И внял я неба содроганье,
И горний ангелов полет,
И гад морских подводный ход,
И дольней лозы прозябанье.
 

Вот почему как далекие предвестники этого всепостижения мне нравились те моменты, когда Ахмадулина резко и неожиданно меняла свою привычную роль:

 
Довольно мне чудовищем бесполым
тому быть братом, этому – сестрой…
 

Правда, все это оказывалось не больше чем «шуточкой», но смена вех все же была закодирована в душевном мире поэта, умевшего быть разным и умевшего (лучший пример: прославленное критикой стихотворение «Это я…») ощутить себя разным.
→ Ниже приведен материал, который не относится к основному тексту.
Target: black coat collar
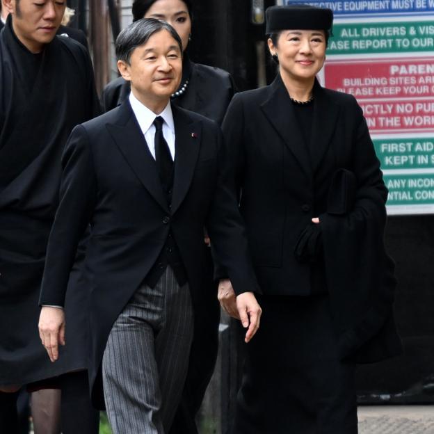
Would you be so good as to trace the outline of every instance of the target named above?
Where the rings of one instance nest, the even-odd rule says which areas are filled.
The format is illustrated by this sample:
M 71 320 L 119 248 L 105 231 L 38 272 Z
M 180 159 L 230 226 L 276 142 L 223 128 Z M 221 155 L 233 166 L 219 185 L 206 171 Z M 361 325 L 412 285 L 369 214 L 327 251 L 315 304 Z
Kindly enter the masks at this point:
M 300 166 L 312 180 L 315 170 L 328 149 L 338 118 L 339 106 L 330 98 L 316 79 L 314 85 L 314 117 L 311 149 L 316 152 L 310 158 L 303 142 L 301 131 L 288 91 L 278 74 L 269 86 L 269 93 L 261 108 L 296 157 Z
M 185 198 L 199 155 L 202 125 L 182 109 L 172 104 L 175 122 L 175 157 L 172 207 L 169 210 L 155 160 L 149 151 L 136 116 L 127 100 L 118 108 L 117 120 L 106 127 L 128 164 L 155 200 L 173 214 Z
Начало 80-х годов ознаменовалось для Ахмадулиной мрачными обстоятельствами (утрата близких друзей, болезненное переживание ушедшей молодости, разлад с миром и с собою), которые породили не только горькие мысли о жестокости века и быстротечности жизни, но и разрушили кое-какие стереотипы ее поэтики. На смену идиллическим представлениям приходят «чаадаевские» прозрения и отнюдь не риторические вопросы (в стихах о Нинке: «…Боже мой, кем и за что наведена проказа на этот лик, на этот край глухой?»). Простой люд оказывается не источником восторгов и умиления, невинной жертвой истории, а активным носителем зла, берущим камень в руку, чтобы убить собаку или пролить человеческую кровь.